The East German general election of March 1990 has been described as the first [and as matters turned out last] free and fair general election held in the German Democratic Republic. For the first time, East German voters were given more than one list of candidates from which to make their selection. (In previous elections the choice had been between voting for the official candidate list and voting against the list by using a separate ballot box located in another part of the polling station: the SED candidate list had never failed to secure the backing of more than 99% of eligible voters voting.) The fourteen electoral districts corresponded to the fourteen administrative regions into which the country had been divided in 1952. The most populous of them was Electoral District 8, the mining region centred on Karl-Marx-Stadt (as Chemnitz was known at that time) and also including Zwickau. Electoral District 8 returned 43 of the 400 members elected to the national legislature/parliament ("Volkskammer"). In a result which, startlingly, reflected the national trend, 19 of those 43 seats went to candidates on the CDU list. One of those was Bertram Wieczorek. He sat as a member of the Volkskammer from now till the reconfiguration that in October 1990 accompanied German reunification. In the chamber he served as deputy chair of the CDU/DA group. He was also appointed to a junior post in the de Maizière government as parliamentary undersecretary in the Ministry for Defence and Arms Procurement.

On 3 October 1990, as part of the reunification process, 144 of the 400 former members of the East German Volkskammer transferred to the Bundestag (parliament) of a united Germany, including 71 from the East German CDU, which now merged back into the (western) CDU from which it had been forcibly separated following the creation of the stand-alone German Democratic Republic back in October 1949. Bertram Wieczorek was one of those members who now made the switch. A new general election was held at the end of the year. Wieczorek successfully stood for election as the CDU candidate in the Vogtland electoral district (District 328)) where he topped the poll, securing almost 50% of the votes cast even in the first round of the election.

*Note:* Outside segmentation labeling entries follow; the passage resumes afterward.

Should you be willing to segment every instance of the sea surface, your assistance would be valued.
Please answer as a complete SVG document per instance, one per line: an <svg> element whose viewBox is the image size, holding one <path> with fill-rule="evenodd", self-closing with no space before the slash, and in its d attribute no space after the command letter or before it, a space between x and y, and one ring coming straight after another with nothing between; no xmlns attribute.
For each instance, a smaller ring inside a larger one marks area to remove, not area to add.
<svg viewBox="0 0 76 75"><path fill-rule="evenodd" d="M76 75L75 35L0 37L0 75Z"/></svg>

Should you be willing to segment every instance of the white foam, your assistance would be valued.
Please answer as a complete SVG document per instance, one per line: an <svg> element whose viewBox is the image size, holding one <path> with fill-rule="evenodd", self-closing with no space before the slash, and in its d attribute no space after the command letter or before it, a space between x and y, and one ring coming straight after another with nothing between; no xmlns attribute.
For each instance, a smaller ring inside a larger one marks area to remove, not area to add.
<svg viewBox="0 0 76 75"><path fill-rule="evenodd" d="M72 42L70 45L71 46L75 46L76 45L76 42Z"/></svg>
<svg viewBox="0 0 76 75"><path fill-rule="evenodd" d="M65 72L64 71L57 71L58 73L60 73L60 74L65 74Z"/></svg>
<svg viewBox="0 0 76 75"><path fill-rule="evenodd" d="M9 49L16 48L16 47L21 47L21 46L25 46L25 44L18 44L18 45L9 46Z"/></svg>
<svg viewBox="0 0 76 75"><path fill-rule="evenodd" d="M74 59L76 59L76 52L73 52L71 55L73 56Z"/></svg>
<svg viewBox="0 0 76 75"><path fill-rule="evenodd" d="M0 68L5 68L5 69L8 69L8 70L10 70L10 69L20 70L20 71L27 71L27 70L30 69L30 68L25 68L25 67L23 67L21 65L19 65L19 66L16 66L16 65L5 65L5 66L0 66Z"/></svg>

In the new parliament he again served, between 1990 and 1994, as a deputy chair of the CDU/CSU group. In addition he accepted a junior post in Dr. Kohl's new government, appointed parliamentary undersecretary in the German Ministry for the Environment, Nature Conservation, Building and Nuclear Safety.

On 31 January 1994 Wieczorek resigned his ministerial post and his membership of the Bundestag where his seat was taken over by Christa Schmidt for the two months remaining till the next general election. He now moved to an important position as chairman of the board at the Berlin Water Company. This proved something of a poisoned chalice. During the 1980s water consumers in West Berlin had paid some of the lowest tariffs in the Federal Republic, but in 1994 a new legal structure was created for the company supplying water across the entire reunified city of Berlin. By 1997, not quite three years into Wieczorek's time at the top, citizens in what had been West Berlin had experienced a 100% increase in their water prices since reunification while for citizens of what had been East Berlin there had been a twentyfold increase over the same period, up to 8.30 Marks per cubic meter. Although commentators acknowledged the need to modernise, it was striking that much of the additional revenue flowing into the Berlin Water Company was "invested" in a spending spree that involved the purchase loss-making water companies in other parts of Germany. As Klaus Wowereit, a critical observer and an SPD politician (who would later become Governing Mayor of Berlin), saw the matter: "It makes no sense to purchase a mixed-good emporium from firms that no one else wants".

In 1999 Bertram Wieczorek left the water company and returned to his earlier vocation, establishing himself in Rodewisch as a self-employed physician.

== Personal ==
Bertram Wieczorek is married and has two children. Although one source states that he was born into a Catholic family, a parliamentary source describes him as "konfessionslos", implying that he has subsequently opted out of church membership and the supplementary tax obligations that in Germany accompany it.